Before Covid-19, I’d promised to visit. I’d promised to write his stories down before it was too late. I understood his urgency. Because I understand what it’s like to feel stories inside you flapping like birds wanting to get out. They knock against your rib cage for years as if flying into windows and glass doors with startling thwaps and thuds. Sometimes they settle down, but then they start up again due to a big birthday, a New Year’s resolution, a pandemic.
My father turned 81 just before Covid. He talks about living 10, even 20 years more, but he wants to get his stories down now. I’m the writer in the family, so he’s turned to me. And he’s got good stories to tell.
Even after the country started reopening, I imagined weekly Zoom sessions in which he’d tell me about meeting the Beatles, breaking into Hollywood, bullfighting in Mexico, playing for the Pirates AAA team, sleeping on Sammy Davis Jr.’s couch, and learning from Sinatra.
So why don’t I call?
The irony is that when I finally learned to free my own stories, so many were about my father. After my memoir came out, he didn’t speak to me for a year. I didn’t push. He had every right to his feelings. I sent the regular birthday and Father’s Day cards. Then one day, he called again. It felt like a gift to be past his hurt.
So why don’t I call?
The Tuesday before lockdown, I went to a 12 Step meeting. During the sharing, one man said, “I don’t want to sound morbid, but when I go to sleep at night, I think, I’m okay with dying.” He said he felt clean with the people in his life. He felt clean with God.
People looked into their laps when he said it. Maybe they were thinking of the children, spouses, and elderly parents counting on them to stay alive. Maybe they were asking themselves if they were ready. Maybe, because death was literally in the air, they felt it was tempting fate to talk of such things.
I had to agree with him, though. I felt ready. And I knew just when that readiness had happened. It was after my “someday.” The someday I finally published my book.
My father wants his someday.
Since the pandemic hit, I seem to be helping everyone but him get their stories out—reading, editing, encouraging the friend with her historic Old West novel, the young Army officer with his first blog post, a nursing school’s coronavirus dispatches, a marketing executive writing about her son, a group of college alumni anticipating their 50th reunion.

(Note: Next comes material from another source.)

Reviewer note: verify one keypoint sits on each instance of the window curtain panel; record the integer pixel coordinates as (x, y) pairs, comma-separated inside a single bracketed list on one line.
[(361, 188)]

A novelist friend once told me that when she first started writing, she knew she had stories inside her, but she had no idea how to get them out. She went to one of her teachers like a patient to a doctor and said: Help me.
My father needs me. So why don’t I call?
Because every time I think I’m ready to give him the assistance he needs, I worry about spending the time with him. I worry that I’ll get mad at him all over again. The way I was mad at him for most of my life—all those fluttering stories beating against my chest. Because it took years before I could finally love him again. Since I wrote my memoir, I’ve loved him as if tending a leafy plant. Believing that if I care for him without wanting anything from him, I can’t be hurt. But maybe I’m not as enlightened as I’d like to believe.
As the weeks have gone by during our collective isolation, I admit to feeling less ready to die. My father’s out there in the desert and he is so parched while my cup is so full. Who else will help him if not me?
I keep telling myself that my only job is to witness his life, to shepherd his stories. All I need to do is listen. Just record him. Just be a scribe. All I need to say is tell me a story.